In our study, we entered 90 patients with highly suspected human brucellosis. First, we did the serological test on their samples. As a result, 45 samples were negative, and 45 were positive. Then, we did the PCR test for all samples. We found that all serology-positive patients had positive PCR results. However, 40 out of 45 patients had a positive PCR test in serology-negative patients. Our findings suggest that PCR's sensitivity in diagnosing human brucellosis with the serology-positive test is 100%, and the negative serology test is 88.9%. Therefore, it is higher than the overall sensitivity of the serology test in all patients, which was 50% in our study. In line with our study, Rahbarnia et al. found that out of 120 patients, 55% had a positive serological test, and 50% had a positive PCR test. Of the 66 patients with positive serological tests for brucellosis, 49 tested positive for PCR (22-25).

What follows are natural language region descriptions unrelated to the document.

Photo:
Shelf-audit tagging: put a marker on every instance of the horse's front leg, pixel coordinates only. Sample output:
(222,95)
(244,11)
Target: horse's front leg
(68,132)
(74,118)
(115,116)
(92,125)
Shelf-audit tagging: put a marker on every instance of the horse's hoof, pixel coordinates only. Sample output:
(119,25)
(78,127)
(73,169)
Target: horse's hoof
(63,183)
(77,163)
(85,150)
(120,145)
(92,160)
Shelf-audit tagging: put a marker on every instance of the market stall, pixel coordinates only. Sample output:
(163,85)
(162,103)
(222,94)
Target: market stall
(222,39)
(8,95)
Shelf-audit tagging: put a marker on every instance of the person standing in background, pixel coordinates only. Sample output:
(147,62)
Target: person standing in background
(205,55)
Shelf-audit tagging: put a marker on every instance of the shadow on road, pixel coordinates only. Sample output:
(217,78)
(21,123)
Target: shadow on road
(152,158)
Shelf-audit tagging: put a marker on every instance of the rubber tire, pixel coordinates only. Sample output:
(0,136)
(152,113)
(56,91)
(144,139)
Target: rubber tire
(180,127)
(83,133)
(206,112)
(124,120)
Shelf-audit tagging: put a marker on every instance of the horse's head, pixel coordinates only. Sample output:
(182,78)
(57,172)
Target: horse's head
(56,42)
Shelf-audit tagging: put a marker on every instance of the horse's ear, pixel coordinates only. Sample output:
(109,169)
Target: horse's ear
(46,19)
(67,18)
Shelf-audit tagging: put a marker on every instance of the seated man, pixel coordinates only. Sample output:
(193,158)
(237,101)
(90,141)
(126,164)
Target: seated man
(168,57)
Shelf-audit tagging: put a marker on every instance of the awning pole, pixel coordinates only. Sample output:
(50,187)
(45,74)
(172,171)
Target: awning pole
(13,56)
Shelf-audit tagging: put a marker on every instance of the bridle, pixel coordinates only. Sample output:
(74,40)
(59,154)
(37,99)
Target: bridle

According to the management of human brucellosis guidelines, when we suspect a patient of having brucellosis, we must confirm our diagnosis with laboratory tests. However, due to the low sensitivity of the serological tests in the early stage, cross-reaction with other bacterial species, the prozone effect, and low-affinity antibodies, after a few weeks, when antibodies level reached the diagnostic threshold in suspected seronegative patients, serological tests should be repeated (18, 21, 22). With this method, treatment in serology-negative patients is delayed for weeks, and as a consequence, these patients encounter more complications from untreated brucellosis than serology-positive patients do (20, 23). To minimize the diagnostic time and reduce the complications in serology-negative patients, we decided to compare the PCR method as a faster solution to diagnose definite brucellosis.
Most studies have shown that standard PCR appeared to be a more sensitive technique than serological methods, not only for diagnosing the first episode of infection but also for the early detection of relapses (26, 27). Differences in the sensitivity and specificity of PCR samples in studies can be due to differences in PCR kits, the disease stage, and the method of DNA extraction from serum or whole blood samples of patients. False negatives in the PCR sample can be attributed to technical errors, the inefficiency of the chemicals used, low DNA content in the serum sample, and previous use of antibiotics (17, 28-30). The current study showed that the PCR method has high accuracy, specificity, and sensitivity, promoting the importance of using this method as a reliable early diagnostic test in human brucellosis, especially in suspected patients with seronegative tests.
5.1. Conclusions
Brucellosis is an infectious disease with various signs and symptoms. Early detection of brucellosis can prevent complications and its burden. PCR tests can be used as a rapid and sensitive diagnostic method in patients living in endemic areas of brucellosis. It is a suitable method for detecting patients with suspected brucellosis. With this method, treatment is started faster, and the risks of complications will be reduced.